This decision concerns the relief from forfeiture provisions at ss. 129 of the Insurance Act and 98 of the Courts of Justice Act. The provisions were invoked because the plaintiff, who was involved in a motor vehicle accident with an unidentified driver, failed to comply with the reporting requirements in s. 3 of the Schedule attached to the Uninsured Automobile Coverage regulation under the Insurance Act (the “Schedule)”.
Released January 6, 2016 | Full Decision [CanLII]
Section 129 of the Insurance Act states:
Where there has been imperfect compliance with a statutory condition as to the proof of loss to be given by the insured or other matter or thing required to be done or omitted by the insured with respect to the loss and a consequent forfeiture or avoidance of the insurance in whole or in part and the court considers it inequitable that the insurance should be forfeited or avoided on that ground, the court may relieve against the forfeiture or avoidance on such terms as it considers just. R.S.O. 1990, c. I.8, s. 129.
Section 98 of the Courts of Justice Act states: “A court may grant relief against penalties and forfeitures, on such terms as to compensation or otherwise as are considered just.”
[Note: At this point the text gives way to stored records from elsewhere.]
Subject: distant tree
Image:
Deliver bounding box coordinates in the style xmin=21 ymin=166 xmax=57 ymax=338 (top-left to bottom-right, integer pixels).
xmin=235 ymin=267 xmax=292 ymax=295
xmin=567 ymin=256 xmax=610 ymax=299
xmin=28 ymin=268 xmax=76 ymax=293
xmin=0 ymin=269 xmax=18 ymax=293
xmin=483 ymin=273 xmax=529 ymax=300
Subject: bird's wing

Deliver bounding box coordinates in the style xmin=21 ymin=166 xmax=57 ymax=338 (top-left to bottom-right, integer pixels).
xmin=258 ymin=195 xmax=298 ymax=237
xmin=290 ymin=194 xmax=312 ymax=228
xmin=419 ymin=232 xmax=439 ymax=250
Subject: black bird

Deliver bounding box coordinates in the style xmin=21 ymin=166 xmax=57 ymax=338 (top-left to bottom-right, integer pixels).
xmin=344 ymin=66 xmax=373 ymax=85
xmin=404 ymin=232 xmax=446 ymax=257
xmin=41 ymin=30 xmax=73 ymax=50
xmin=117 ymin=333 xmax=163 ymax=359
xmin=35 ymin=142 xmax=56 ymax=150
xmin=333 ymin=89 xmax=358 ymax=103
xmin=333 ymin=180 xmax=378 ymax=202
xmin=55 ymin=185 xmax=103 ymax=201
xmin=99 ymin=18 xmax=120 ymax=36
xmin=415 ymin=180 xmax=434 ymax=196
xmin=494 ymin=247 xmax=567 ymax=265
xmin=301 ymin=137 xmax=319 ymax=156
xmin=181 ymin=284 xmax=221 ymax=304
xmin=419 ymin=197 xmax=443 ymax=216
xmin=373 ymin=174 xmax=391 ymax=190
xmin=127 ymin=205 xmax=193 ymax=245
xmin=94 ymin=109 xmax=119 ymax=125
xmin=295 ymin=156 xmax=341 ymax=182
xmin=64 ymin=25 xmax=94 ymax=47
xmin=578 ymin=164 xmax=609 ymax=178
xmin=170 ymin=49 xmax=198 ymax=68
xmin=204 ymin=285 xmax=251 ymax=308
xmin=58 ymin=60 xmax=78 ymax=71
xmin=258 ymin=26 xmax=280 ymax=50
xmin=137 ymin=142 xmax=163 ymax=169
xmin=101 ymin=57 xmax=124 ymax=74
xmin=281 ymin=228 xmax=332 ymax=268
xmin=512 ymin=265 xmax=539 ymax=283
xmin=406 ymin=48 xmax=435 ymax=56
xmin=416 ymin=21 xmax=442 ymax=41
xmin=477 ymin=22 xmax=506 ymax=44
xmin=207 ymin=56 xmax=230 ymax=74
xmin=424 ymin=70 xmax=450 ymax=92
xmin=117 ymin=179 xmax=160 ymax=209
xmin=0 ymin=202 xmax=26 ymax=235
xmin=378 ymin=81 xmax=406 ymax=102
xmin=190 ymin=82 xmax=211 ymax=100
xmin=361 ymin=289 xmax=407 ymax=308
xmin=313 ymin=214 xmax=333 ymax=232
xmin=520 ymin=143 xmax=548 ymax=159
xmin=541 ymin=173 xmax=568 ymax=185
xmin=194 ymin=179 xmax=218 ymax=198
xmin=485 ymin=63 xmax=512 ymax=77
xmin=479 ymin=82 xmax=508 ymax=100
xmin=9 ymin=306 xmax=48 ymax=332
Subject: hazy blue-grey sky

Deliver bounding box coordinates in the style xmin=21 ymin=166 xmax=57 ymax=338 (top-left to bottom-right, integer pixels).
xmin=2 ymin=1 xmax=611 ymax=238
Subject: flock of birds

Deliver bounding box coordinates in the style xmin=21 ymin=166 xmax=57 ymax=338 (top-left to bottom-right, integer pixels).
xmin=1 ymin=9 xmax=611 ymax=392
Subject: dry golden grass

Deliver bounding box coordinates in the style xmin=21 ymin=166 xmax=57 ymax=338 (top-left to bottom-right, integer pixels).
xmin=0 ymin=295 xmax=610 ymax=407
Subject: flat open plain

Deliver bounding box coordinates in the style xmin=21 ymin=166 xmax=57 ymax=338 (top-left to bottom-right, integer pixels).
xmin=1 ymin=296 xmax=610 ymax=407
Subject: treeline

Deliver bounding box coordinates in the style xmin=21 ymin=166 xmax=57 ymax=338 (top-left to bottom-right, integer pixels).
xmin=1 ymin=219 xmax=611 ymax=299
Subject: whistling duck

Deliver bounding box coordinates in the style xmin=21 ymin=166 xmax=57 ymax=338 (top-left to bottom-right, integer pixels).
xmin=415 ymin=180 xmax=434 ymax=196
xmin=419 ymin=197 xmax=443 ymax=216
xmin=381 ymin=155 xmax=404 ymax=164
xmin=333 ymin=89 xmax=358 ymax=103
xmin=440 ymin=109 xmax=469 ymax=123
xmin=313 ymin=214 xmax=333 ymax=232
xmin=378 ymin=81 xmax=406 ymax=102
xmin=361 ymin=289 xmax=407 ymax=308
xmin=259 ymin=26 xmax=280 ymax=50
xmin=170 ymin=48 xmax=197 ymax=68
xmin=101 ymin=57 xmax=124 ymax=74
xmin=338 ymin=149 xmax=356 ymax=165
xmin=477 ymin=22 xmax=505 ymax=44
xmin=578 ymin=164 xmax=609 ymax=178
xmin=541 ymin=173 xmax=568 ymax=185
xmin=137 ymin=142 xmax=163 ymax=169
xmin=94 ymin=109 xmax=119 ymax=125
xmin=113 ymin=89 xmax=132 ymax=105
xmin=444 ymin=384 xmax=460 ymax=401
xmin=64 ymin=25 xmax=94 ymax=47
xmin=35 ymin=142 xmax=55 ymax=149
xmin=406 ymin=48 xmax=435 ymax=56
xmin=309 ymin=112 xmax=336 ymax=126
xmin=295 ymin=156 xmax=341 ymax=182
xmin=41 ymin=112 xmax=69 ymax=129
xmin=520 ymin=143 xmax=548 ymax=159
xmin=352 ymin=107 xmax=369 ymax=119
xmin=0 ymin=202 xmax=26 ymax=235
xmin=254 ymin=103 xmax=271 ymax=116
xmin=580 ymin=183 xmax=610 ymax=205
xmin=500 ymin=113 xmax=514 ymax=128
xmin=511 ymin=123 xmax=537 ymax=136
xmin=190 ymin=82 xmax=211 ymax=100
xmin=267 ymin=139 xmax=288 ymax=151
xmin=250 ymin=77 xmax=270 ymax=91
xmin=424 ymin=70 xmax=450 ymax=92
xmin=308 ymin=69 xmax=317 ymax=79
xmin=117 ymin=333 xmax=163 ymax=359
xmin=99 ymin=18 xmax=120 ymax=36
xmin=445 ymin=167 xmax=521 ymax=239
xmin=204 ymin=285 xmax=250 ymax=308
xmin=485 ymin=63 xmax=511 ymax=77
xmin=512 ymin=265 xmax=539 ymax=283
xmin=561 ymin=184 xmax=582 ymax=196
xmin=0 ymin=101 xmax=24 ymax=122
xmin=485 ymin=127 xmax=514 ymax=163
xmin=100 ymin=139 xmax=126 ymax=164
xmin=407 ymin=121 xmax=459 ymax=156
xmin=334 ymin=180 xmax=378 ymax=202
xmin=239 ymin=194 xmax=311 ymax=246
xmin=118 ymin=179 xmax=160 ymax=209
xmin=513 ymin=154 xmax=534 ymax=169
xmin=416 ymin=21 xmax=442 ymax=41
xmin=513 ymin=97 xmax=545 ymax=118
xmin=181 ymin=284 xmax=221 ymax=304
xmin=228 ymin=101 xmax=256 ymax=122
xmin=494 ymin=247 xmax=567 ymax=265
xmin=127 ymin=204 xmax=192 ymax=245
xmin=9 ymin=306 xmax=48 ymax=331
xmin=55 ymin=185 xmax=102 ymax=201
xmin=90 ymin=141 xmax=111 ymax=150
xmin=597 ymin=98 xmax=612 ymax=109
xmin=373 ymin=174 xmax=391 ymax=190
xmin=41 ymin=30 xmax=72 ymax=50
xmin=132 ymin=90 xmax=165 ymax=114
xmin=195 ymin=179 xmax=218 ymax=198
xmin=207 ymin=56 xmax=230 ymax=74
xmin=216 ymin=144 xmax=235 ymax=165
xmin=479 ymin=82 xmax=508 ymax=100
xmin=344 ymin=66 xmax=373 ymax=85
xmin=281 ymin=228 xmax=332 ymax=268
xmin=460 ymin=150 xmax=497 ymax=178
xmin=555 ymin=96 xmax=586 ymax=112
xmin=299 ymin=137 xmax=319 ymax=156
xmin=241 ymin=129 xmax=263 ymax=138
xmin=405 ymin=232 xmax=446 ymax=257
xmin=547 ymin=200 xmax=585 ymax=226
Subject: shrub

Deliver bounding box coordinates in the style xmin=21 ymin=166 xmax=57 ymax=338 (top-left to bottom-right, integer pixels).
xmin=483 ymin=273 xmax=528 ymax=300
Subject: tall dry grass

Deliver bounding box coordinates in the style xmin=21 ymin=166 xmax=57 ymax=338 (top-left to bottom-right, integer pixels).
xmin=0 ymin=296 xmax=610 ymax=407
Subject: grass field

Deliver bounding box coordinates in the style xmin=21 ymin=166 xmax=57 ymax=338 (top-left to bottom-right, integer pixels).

Section 3 of the Schedule (and s. 5.3.5 of the Ontario Automobile Policy) imposes the following two obligations on an insured advancing a claim under the Uninsured Automobile Coverage provisions of his policy:
- the person must report the accident to a police officer within 24 hours after it occurs or as soon as is practicable after that time (s. 3(2)); and
- the person must give the insurer a written statement within 30 days after the accident occurs or as soon as is practicable after that date setting out the details of the accident (s. 3(3)).
In this case, the accident occurred on July 26, 2009. The plaintiff was not aware he had the right to initiate a tort action until he had a chance meeting with a lawyer in February 2010. He then attempted to file a report with the police and sent a statutory declaration to his insurer six months after the accident.
The defendant insurer argued the plaintiff’s delay in reporting the accident amounted to non-compliance of his reporting obligations under the Schedule. Non-compliance, it argued, unlike imperfect compliance, bars an insured from relying on s. 129 of the Insurance Act.
The Court disagreed with the insurer’s classification of the plaintiff’s delay. It relied on the Supreme Court of Canada’s decision in Falk Bros. Industries Ltd. v. Elance Steel Fabricating Co. [1989] 2 S.C.R. 778 (“Falk”), which held sections like s. 129 are remedial in nature and “should be given an appropriately broad interpretation.” According to this decision, Falk makes clear that:
[F]ailure to give notice of a claim in a timely fashion constitutes “imperfect” compliance with a statutory condition as to the proof of loss” and falls within the terms of the relief provision. By contrast, the failure to institute an action within the prescribed time period would be a more serious breach, akin to non-compliance.
It should be noted that the discretion afforded to the courts under s. 129 if the Insurance Act is limited to policy conditions relating to proof of loss issues.